BUSINESS

Swiggy gets one step closer to $1.25 bn IPO

By Aryaman Gupta
April 26, 2024 21:55 IST

Shareholders’ nod to raise $450 mn via fresh issue, $800 mn via OFS

Photograph: PTI Photo from the Rediff Archives

Food delivery major Swiggy has received approval from its shareholders for a $1.25 billion initial public offering (IPO), according to filings made with the Registrar of Companies sourced by Tofler.

The Bengaluru-based firm plans to raise as much as Rs 3,750 crore (around $450 million) via a fresh issue and up to Rs 6,664 crore (around $800 million) through an offer-for-sale (OFS) component, the filings stated.

 

The company also aims to raise around Rs 750 crore from anchor investors ahead of its IPO, expected later this year.

“...the consent and approval of the shareholders of the company be and is hereby accorded to create, issue, offer, allot and/or transfer of its equity shares up to an aggregate of Rs 3,750 crore by way of a fresh issue of equity shares up to an aggregate amount of Rs 6,664 crore by certain existing shareholders (OFS)...,” the filings read.

However, the firm is yet to file its IPO papers with the Securities and Exchange Board of India.

Swiggy’s investors include Prosus, which owns around 32 per cent of the company, SoftBank with 8 per cent, Accel at 6.2 per cent, its founder group with 6.7 per cent, and Elevation Capital with 4.4 per cent.

Others include Norwest Venture Partners, Tencent, DST Global, and Alpha Wave, according to Tracxn — a market intelligence platform.

The disclosure comes shortly after an extraordinary general meeting (EGM) of Swiggy’s shareholders on April 23.

During the EGM, co-founders Sriharsha Majety and Nandan Reddy were also appointed executive directors (EDs) of the company.

Majety has been appointed as ED of the company for three years effective from April 1, 2024, and his remuneration for 2024-25 and 2025-26 (FY26) will be Rs 2.5 crore and Rs 3 crore, respectively, the filings said.

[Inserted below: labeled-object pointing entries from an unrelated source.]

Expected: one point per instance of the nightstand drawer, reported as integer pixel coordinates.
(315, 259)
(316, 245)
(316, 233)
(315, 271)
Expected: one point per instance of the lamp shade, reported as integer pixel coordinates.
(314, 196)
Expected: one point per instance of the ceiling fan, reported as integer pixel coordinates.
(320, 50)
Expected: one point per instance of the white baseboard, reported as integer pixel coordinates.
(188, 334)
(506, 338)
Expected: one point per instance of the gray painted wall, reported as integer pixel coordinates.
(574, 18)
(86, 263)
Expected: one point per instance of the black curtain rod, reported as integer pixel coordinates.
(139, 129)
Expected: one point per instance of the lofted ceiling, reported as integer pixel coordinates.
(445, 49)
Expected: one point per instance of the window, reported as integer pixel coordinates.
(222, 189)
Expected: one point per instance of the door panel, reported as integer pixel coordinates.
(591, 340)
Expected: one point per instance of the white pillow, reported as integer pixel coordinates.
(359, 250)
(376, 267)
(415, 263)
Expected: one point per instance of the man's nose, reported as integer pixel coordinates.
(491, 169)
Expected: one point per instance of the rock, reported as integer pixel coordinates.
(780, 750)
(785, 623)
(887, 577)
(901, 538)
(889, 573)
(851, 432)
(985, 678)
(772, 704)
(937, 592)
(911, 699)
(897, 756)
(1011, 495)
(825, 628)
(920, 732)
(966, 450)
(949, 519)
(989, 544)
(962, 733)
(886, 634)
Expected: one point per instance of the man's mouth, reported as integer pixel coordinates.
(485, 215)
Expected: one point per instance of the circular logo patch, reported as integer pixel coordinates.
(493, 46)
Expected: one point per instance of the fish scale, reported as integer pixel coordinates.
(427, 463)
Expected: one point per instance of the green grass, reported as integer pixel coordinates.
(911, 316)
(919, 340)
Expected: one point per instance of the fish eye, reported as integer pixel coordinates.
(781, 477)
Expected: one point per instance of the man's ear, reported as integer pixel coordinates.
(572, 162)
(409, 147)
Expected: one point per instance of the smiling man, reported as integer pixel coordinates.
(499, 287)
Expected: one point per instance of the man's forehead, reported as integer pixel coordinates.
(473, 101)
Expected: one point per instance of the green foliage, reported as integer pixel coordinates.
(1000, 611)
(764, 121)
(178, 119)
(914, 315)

The board at Swiggy also appointed Rahul Bothra as chief financial officer and M Sridhar as the company’s secretary and compliance officer, the filing further stated.

Swiggy did not comment on the development.

After the so-called funding winter, accompanied by a global economic slowdown, put the brakes on IPO plans of many Indian startups in 2023, as many as 14 companies are eyeing public listings in 2024 as macroeconomic headwinds have begun to subside, Business Standard reported earlier.

These include firms like FirstCry, Ola Electric, PayU, MobiKwik, and Awfis, among others.

E-commerce major Flipkart is also likely to float its IPO in FY26.

Financial recovery

In the lead-up to its IPO, Swiggy has undergone retrenchments in an effort to improve its financial health.

Since the beginning of 2023, Swiggy has conducted layoffs and shut down many of its unviable business verticals.

The firm also introduced a Rs 2 platform fee for all its users, after which it teased an increase of this fee to Rs 10.

These measures led to its food delivery business turning profitable in the January-March quarter of 2022-23 after considering corporate costs and excluding employee stock options.

According to filings from Swiggy’s largest investor Prosus, Swiggy’s core food delivery business grew 17 per cent to deliver a gross merchandise value (GMV) of $1.43 billion in the first half (H1) of 2023-24 (FY24).

This was less than that of Zomato, which reported a GMV of around $1.84 billion during the same period.

Meanwhile, its trading loss in the food delivery platform reduced to $208 million in H1FY24, compared to $321 million in the corresponding period a year ago.

Valuation markups

Improvements in Swiggy’s financial health have also led its investors to mark up the company’s valuation.

After consecutive valuation cuts, US-based fund manager Invesco, earlier this month, marked up the valuation of Swiggy for the third consecutive time to $12.7 billion, a 19 per cent increase from what the company was valued at during its last fundraise, according to regulatory filings.

The Bengaluru-based startup had raised a massive $700 million funding round led by Invesco in January 2022, which made Swiggy a decacorn (a term used to describe a privately held company with a valuation that exceeds $10 billion), valued at $10.7 billion.

Invesco had, in October last year, marked up Swiggy’s valuation to $7.85 billion.

It subsequently marked up this figure to $8.3 billion in January this year, before valuing the company at $12.7 billion.

Besides Invesco, US-headquartered asset management firm Baron Capital had also marked up Swiggy’s valuation to $8.54 billion in August last year.

It, yet again, marked up Swiggy’s valuation to $12.1 billion last month.